Marmilla is a natural region of southern-central Sardinia, Italy.
Etymology The name "Marmilla" comes from the vast rounded hills, probably resembling udders (see Marmilla castle in Las Plassas). Another hypothesis is that according to which given the presence of many marshes in the area, the landscape could appear dotted with "a thousand seas".
Tourism in the Marmilla can rely on various factors ranging from environmental assets, to the numerous Nuragic centers in the area, to architectural works. In particular, we note:

Environmental assets:
Giara of Gesturi
Monte Arci Natural Park
Nuragic centers:
Nuragic village of Su Nuraxi in Barumini,
Nuraghe Cuccurada in Mogoro,
Archaeological Area Nuraghe Sa Fogaia in Siddi
Tomb of the Giants "Sa Domu e s'Orcu" in Siddi
Genna Maria complex in Villanovaforru,
Su Mulinu Fortress in Villanovafranca,
Nuragic sanctuary of Santa Vittoria in Serri.

Architectural works

Romanesque churches of San Michele Arcangelo in Siddi, San Pietro in Villamar and San Giovanni Battista in Barumini
Gothic parish churches of San Vito di Gergei, Santa Barbara in Genoni and Beata Vergine Immacolata in Barumini,
Judicial castle of Las Plassas,
Sixteenth century house Zapata di Barumini
Portals of the historic houses of Simala
Church with Romanesque features San Biagio (Santu Brai) di Furtei
Museums:

"Sa Corona Arrubuia" Museum in Lunamatrona
Ornithological Museum in Siddi
Obsidian Museum in Pau
Monte Arci Geomuseum in Masullas
Museum "The Knights of the Hills" in Masullas
"Turcus and Morus" Museum in Gonnostramatza
MudA Museum in Las Plassas
Common

It is delimited from east and south by the Campidano, from north-west by Monte Arci, from north by the Giara di Gesturi and the Giara di Serri, and from east by the Flumini Mannu.
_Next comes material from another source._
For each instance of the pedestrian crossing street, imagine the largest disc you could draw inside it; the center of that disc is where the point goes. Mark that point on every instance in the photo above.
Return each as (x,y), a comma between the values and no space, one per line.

Geologically, most of Marmilla dates to the Miocene period, and is thus substantially younger than the rest of Sardinia. The landscape is mostly hilly, and human economical activities in the area include agriculture (prevalently cereals and  fava beans) and tourism.

Marmilla was inhabited since prehistoric times, as testified by the presence of nuraghe. To the Carthaginian domination date the fortress of Genoni. During the Middle Ages it was part of the Giudicato of Arborea and of the Giudicato of Cagliari.